Divers organismes ont réagi aux conclusions du rapport de Claude Corbo intitulé Un nouveau Conseil des universités pour le Québec. Le rapport semble généralement bien accueilli. Les principaux irritants dénoncés touchent notamment la composition du futur Conseil proposée par M. Corbo (les étudiants et les employés non-enseignants souhaitent y être davantage représentés…). On ne sera pas surpris que le Conseil supérieur de l’éducation s’inquiète de perdre la possibilité de se prononcer en matière de formation supérieure.
On pourrait s’étonner du peu d’inquiétude face à des dispositions comme « recommander à la ministre les normes qui pourraient être implantées relativement à la reddition de comptes des établissements, tant sur le plan académique qu’administratif » (p.10) En juillet 2016, nous nous préoccupions de ce que le modèle de Conseil des universités du Québec privilégié par M. Corbo rappelle le Conseil ontarien de la qualité de l’enseignement supérieur (COQES) qui définit les acquis d’apprentissage (learning outcomes) des futurs programmes universitaires, autrement dit qui a un rôle important à jouer en matière de choix des contenus. Seule la CSN semble s’inquiéter de cet enjeu (voir ci-bas).
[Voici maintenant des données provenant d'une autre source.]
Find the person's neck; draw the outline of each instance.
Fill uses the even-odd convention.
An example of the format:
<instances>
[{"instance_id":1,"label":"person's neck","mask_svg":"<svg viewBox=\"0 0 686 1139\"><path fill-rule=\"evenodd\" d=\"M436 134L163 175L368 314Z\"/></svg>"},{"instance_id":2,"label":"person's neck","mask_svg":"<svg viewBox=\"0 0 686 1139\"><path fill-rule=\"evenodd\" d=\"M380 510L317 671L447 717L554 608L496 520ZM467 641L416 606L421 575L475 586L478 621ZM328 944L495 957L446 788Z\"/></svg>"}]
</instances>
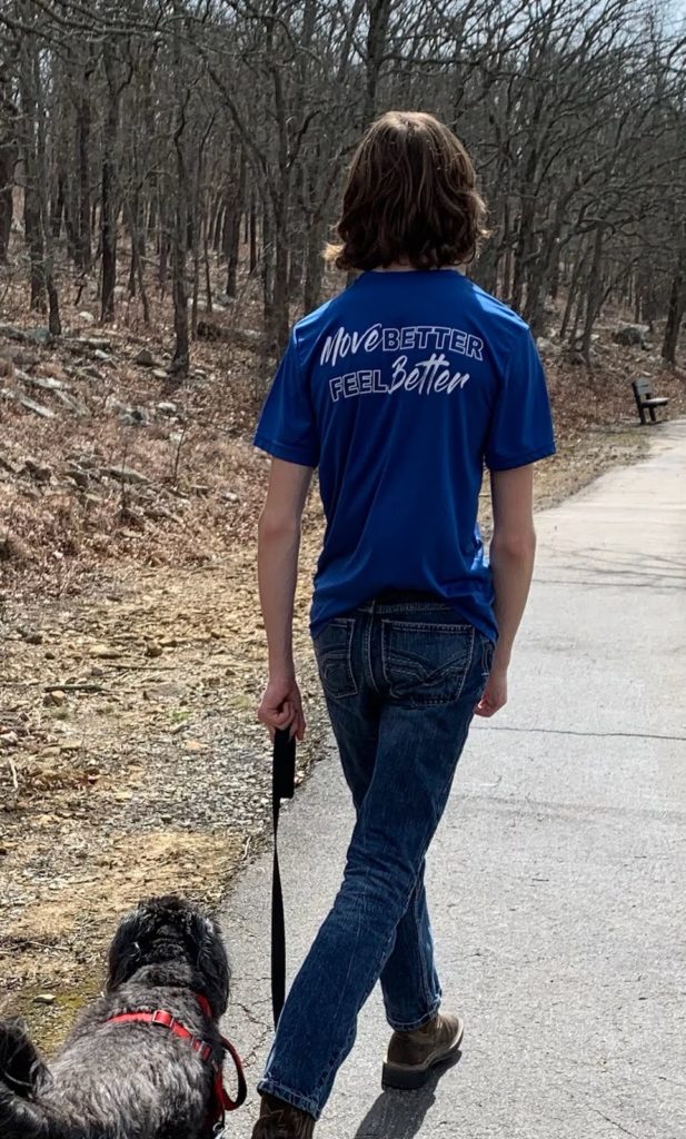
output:
<instances>
[{"instance_id":1,"label":"person's neck","mask_svg":"<svg viewBox=\"0 0 686 1139\"><path fill-rule=\"evenodd\" d=\"M432 272L440 272L441 269L457 269L457 265L440 265L438 269L432 270ZM406 259L400 261L391 261L389 265L377 265L373 270L375 273L415 273L418 270L414 265L411 265Z\"/></svg>"}]
</instances>

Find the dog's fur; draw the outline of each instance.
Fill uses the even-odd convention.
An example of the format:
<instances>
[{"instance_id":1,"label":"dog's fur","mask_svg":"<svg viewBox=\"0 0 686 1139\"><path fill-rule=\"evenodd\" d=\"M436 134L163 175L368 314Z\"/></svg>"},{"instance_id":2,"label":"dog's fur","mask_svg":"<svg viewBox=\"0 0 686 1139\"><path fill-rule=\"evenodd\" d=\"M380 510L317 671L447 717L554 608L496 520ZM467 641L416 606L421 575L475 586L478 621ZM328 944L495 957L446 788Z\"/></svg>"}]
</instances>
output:
<instances>
[{"instance_id":1,"label":"dog's fur","mask_svg":"<svg viewBox=\"0 0 686 1139\"><path fill-rule=\"evenodd\" d=\"M209 1001L212 1019L195 993ZM175 898L141 902L109 950L106 993L78 1017L48 1068L19 1022L0 1022L1 1139L206 1139L213 1072L188 1040L150 1024L107 1024L164 1009L212 1046L229 999L214 921Z\"/></svg>"}]
</instances>

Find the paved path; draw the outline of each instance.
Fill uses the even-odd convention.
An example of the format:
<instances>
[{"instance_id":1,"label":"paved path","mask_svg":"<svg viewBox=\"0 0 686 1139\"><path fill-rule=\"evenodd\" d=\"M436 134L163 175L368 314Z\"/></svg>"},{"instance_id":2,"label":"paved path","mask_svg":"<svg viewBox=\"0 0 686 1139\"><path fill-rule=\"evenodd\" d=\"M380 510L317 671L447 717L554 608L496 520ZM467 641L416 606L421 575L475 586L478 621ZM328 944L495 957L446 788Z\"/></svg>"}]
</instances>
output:
<instances>
[{"instance_id":1,"label":"paved path","mask_svg":"<svg viewBox=\"0 0 686 1139\"><path fill-rule=\"evenodd\" d=\"M460 1064L381 1093L374 993L317 1139L686 1139L686 423L538 517L511 704L476 724L430 858ZM333 756L286 814L294 967L339 883ZM268 858L228 901L231 1031L268 1041ZM254 1106L231 1121L248 1139Z\"/></svg>"}]
</instances>

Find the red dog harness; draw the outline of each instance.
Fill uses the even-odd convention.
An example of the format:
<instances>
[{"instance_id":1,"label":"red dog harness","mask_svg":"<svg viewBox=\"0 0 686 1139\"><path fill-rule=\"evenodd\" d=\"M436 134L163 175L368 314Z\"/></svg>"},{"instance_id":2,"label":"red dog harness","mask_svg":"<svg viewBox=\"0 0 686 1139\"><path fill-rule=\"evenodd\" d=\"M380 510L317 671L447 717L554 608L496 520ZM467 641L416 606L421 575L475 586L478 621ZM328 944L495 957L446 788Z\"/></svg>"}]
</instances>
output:
<instances>
[{"instance_id":1,"label":"red dog harness","mask_svg":"<svg viewBox=\"0 0 686 1139\"><path fill-rule=\"evenodd\" d=\"M212 1008L209 1001L201 993L196 993L196 1000L198 1005L209 1019L212 1019ZM156 1009L155 1013L121 1013L119 1016L110 1016L106 1024L159 1024L163 1029L168 1029L173 1032L175 1036L180 1036L181 1040L188 1040L190 1042L193 1051L198 1052L201 1060L209 1064L213 1071L213 1090L214 1090L214 1103L212 1105L210 1125L213 1129L213 1134L220 1134L224 1128L224 1114L226 1112L234 1112L237 1107L241 1107L246 1101L246 1096L248 1093L248 1088L246 1084L246 1076L243 1074L243 1066L240 1056L235 1051L235 1048L230 1040L225 1036L221 1036L222 1048L224 1051L229 1052L233 1064L235 1065L235 1074L238 1076L238 1092L235 1099L231 1099L229 1092L224 1088L224 1079L222 1074L222 1065L217 1064L214 1056L212 1055L212 1046L207 1043L206 1040L200 1040L184 1024L176 1021L171 1013L165 1013L164 1009Z\"/></svg>"}]
</instances>

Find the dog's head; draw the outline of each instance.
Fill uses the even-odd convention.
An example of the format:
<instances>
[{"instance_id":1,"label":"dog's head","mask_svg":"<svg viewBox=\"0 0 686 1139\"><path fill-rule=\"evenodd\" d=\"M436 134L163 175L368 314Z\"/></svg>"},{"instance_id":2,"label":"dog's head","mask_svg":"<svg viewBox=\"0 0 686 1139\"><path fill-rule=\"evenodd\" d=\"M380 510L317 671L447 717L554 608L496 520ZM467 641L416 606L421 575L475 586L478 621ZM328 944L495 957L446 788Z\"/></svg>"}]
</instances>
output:
<instances>
[{"instance_id":1,"label":"dog's head","mask_svg":"<svg viewBox=\"0 0 686 1139\"><path fill-rule=\"evenodd\" d=\"M218 927L181 898L151 898L127 913L109 948L107 990L140 969L180 970L203 992L215 1017L229 1000L229 962Z\"/></svg>"}]
</instances>

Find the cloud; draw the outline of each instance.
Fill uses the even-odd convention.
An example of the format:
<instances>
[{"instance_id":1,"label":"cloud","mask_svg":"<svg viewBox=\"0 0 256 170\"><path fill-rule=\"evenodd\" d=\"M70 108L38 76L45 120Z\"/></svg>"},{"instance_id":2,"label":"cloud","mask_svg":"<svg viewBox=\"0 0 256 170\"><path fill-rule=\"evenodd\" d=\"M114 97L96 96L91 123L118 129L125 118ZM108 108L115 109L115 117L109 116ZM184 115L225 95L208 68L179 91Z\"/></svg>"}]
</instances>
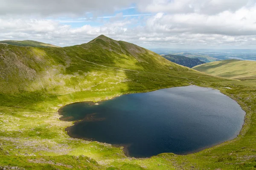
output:
<instances>
[{"instance_id":1,"label":"cloud","mask_svg":"<svg viewBox=\"0 0 256 170\"><path fill-rule=\"evenodd\" d=\"M63 46L103 34L146 48L256 47L255 0L30 1L0 0L0 40L29 39ZM130 9L141 13L113 14L131 4ZM104 14L85 17L88 12ZM62 17L46 17L58 15Z\"/></svg>"},{"instance_id":2,"label":"cloud","mask_svg":"<svg viewBox=\"0 0 256 170\"><path fill-rule=\"evenodd\" d=\"M45 16L102 14L128 7L130 0L0 0L0 14L39 14Z\"/></svg>"}]
</instances>

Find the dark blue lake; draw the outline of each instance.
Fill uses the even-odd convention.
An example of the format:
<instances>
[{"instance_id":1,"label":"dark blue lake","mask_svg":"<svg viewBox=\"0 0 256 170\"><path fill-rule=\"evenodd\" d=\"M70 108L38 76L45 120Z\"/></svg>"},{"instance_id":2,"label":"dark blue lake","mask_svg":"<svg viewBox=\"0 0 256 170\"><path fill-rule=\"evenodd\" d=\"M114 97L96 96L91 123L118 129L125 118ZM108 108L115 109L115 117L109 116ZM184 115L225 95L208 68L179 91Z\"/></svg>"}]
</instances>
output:
<instances>
[{"instance_id":1,"label":"dark blue lake","mask_svg":"<svg viewBox=\"0 0 256 170\"><path fill-rule=\"evenodd\" d=\"M125 146L130 156L183 154L233 139L245 112L218 91L195 86L67 105L61 119L74 138Z\"/></svg>"}]
</instances>

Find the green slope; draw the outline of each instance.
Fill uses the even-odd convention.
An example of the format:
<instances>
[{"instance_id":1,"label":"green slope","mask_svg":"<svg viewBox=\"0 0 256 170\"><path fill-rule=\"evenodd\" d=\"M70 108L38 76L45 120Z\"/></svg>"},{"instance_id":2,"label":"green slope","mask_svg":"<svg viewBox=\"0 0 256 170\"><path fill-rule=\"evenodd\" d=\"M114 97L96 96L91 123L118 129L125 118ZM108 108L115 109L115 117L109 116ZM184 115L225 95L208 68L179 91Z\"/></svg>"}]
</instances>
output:
<instances>
[{"instance_id":1,"label":"green slope","mask_svg":"<svg viewBox=\"0 0 256 170\"><path fill-rule=\"evenodd\" d=\"M205 63L205 62L201 61L198 58L192 58L185 56L177 56L176 55L166 55L163 56L164 58L175 62L180 65L192 68L196 65Z\"/></svg>"},{"instance_id":2,"label":"green slope","mask_svg":"<svg viewBox=\"0 0 256 170\"><path fill-rule=\"evenodd\" d=\"M23 41L6 40L4 41L0 41L0 43L5 43L11 45L20 46L22 47L60 47L52 44L46 44L31 40L24 40Z\"/></svg>"},{"instance_id":3,"label":"green slope","mask_svg":"<svg viewBox=\"0 0 256 170\"><path fill-rule=\"evenodd\" d=\"M218 59L208 56L207 55L204 55L201 54L190 54L188 53L179 53L174 54L173 54L183 56L185 57L187 57L194 59L197 58L205 62L212 62L213 61L216 61L219 60Z\"/></svg>"},{"instance_id":4,"label":"green slope","mask_svg":"<svg viewBox=\"0 0 256 170\"><path fill-rule=\"evenodd\" d=\"M103 35L65 48L0 44L0 167L26 170L253 169L256 83L211 76ZM238 138L186 156L128 158L123 148L69 136L57 110L72 102L195 85L217 88L246 111ZM226 87L229 87L227 89Z\"/></svg>"},{"instance_id":5,"label":"green slope","mask_svg":"<svg viewBox=\"0 0 256 170\"><path fill-rule=\"evenodd\" d=\"M193 69L215 76L236 79L256 79L256 62L229 60L206 63Z\"/></svg>"}]
</instances>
Or, si la Fédération québécoise des professeures et professeurs d’universités (FQPPU) reconnaissait au futur Conseil un rôle dans l’évaluation des programmes (« Veiller à la qualité de la formation par l’entremise de l’évaluation des projets de nouveaux programmes et des programmes existants »), elle n’adresse la question de l’assurance-qualité qu’en note de bas de page dans le mémoire qu’elle a présenté à M. Corbo l’automne dernier:
« L’évaluation de l’enseignement et de la recherche doit demeurer la prérogative du milieu universitaire et scientifique. Par conséquent, elle doit s’effectuer par des pairs, et non par de soi-disant experts externes, suivant un modèle d’assurance-qualité propre à l’entreprise. » (FQPPU, octobre 2016)
Et la FQPPU n’a pas encore réagit au dernier rapport Corbo.
Principales recommandations du rapport (selon le Ministère de l’éducation et de l’enseignement supérieur)
- La création du Conseil des universités par une loi de l’Assemblée nationale assurant au Conseil le statut d’organisme public indépendant doté de l’autonomie conceptuelle, administrative et financière requise par son mandat.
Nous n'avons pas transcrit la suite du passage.